Virgin Atlantic secures $1.5 billion rescue deal

After many months of closed borders, grounded flights, and increasing concern of a complete collapse, Virgin Atlantic, the UK’s second-largest airline, is set to be offered a crucial lifeline to keep the airline alive following the devastating effects of the coronavirus pandemic.

A Virgin Atlantic 747-400 arriving at KLAS. Photo by Karam Sodhi |. AeroNewsX

The carrier will receive $750.6 million from shareholders including a $250 million injection from the Virgin Group. Additional funds have been secured in forms of deferrals and advances from payments companies and aircraft lessors, amounting to $562.5 million, while US hedge fund Davidson Kempner will contribute $188 million.
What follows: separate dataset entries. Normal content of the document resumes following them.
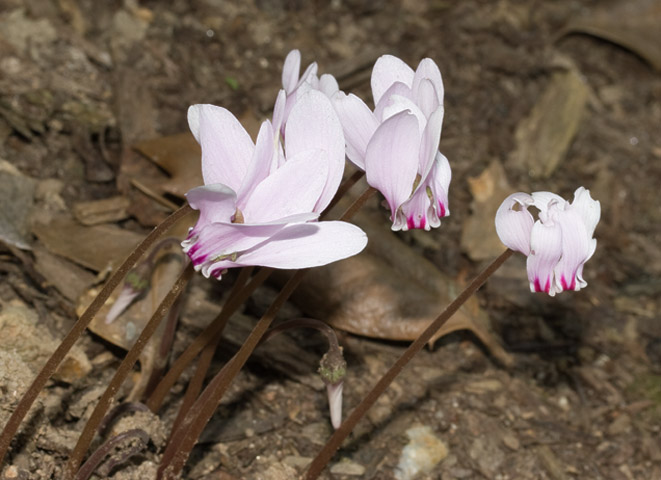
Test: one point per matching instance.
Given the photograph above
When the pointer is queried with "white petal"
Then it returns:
(226, 146)
(391, 162)
(358, 123)
(514, 223)
(307, 245)
(388, 70)
(313, 124)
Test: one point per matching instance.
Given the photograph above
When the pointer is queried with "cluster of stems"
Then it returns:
(197, 408)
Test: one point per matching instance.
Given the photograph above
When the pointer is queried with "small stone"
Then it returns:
(347, 467)
(423, 452)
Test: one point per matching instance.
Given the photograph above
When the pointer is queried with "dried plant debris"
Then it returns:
(478, 237)
(17, 199)
(390, 292)
(634, 25)
(98, 248)
(543, 138)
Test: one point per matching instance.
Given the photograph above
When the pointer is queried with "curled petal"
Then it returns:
(307, 245)
(544, 200)
(514, 223)
(545, 251)
(290, 70)
(391, 162)
(294, 188)
(359, 124)
(577, 247)
(313, 124)
(588, 209)
(388, 70)
(428, 71)
(226, 146)
(216, 203)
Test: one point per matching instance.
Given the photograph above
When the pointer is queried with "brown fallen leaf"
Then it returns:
(389, 292)
(478, 237)
(126, 328)
(178, 155)
(632, 24)
(98, 247)
(107, 210)
(543, 138)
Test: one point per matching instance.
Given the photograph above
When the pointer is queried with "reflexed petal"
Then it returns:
(388, 70)
(588, 209)
(307, 245)
(290, 71)
(224, 239)
(313, 124)
(328, 85)
(396, 89)
(543, 200)
(431, 138)
(391, 162)
(546, 249)
(514, 223)
(294, 188)
(216, 203)
(262, 162)
(359, 125)
(226, 146)
(426, 98)
(396, 104)
(576, 249)
(428, 70)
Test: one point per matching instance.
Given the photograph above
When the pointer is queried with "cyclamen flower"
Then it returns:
(397, 143)
(558, 244)
(258, 199)
(295, 86)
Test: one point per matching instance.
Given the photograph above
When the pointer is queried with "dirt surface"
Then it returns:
(83, 81)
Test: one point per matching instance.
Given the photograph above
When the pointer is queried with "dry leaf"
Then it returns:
(544, 137)
(16, 198)
(478, 237)
(125, 329)
(107, 210)
(390, 292)
(632, 24)
(97, 248)
(178, 155)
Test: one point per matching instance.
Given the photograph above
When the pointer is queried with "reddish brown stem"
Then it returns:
(204, 362)
(79, 327)
(334, 442)
(233, 303)
(122, 372)
(184, 439)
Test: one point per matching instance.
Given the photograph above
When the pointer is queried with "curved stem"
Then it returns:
(195, 384)
(349, 424)
(184, 438)
(163, 388)
(122, 372)
(78, 328)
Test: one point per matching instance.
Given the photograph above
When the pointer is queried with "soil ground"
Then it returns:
(83, 81)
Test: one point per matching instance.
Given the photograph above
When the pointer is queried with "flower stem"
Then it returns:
(184, 438)
(78, 328)
(334, 442)
(122, 372)
(195, 384)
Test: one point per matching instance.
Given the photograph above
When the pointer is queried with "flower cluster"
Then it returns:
(558, 243)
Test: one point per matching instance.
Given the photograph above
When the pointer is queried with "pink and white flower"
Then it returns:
(558, 243)
(295, 86)
(397, 143)
(259, 201)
This much-needed bailout comes after the UK government refused to assist funding relief when Virgin Atlantic was grounded by the pandemic. The airline previously axed 3,150 jobs and cease operations at London Gatwick Airport as it struggled to survive. Chief Executive Shai Weiss previously said:

“We have weathered many storms since our first flight 36 years ago, but none has been as devastating as COVID-19 and the associated loss of life and livelihood for so many. However, to safeguard our future and emerge a sustainably profitable business, now is the time for further action to reduce our costs, preserve cash and to protect as many jobs as possible. It is crucial that we return to profitability in 2021. I wish it was not the case, but we will have to reduce the number of people we employ.”

With the latest announcement, the airline will remove 7 Boeing 747s and 4 Airbus A330-200s by the first quarter of 2022. It will also be deferring deliveries of outstanding Airbus A350s and A330-900neos, it says.The carrier is anticipating that customer demand will be at least 40% lower during 2020 but expects a gradual recovery over time.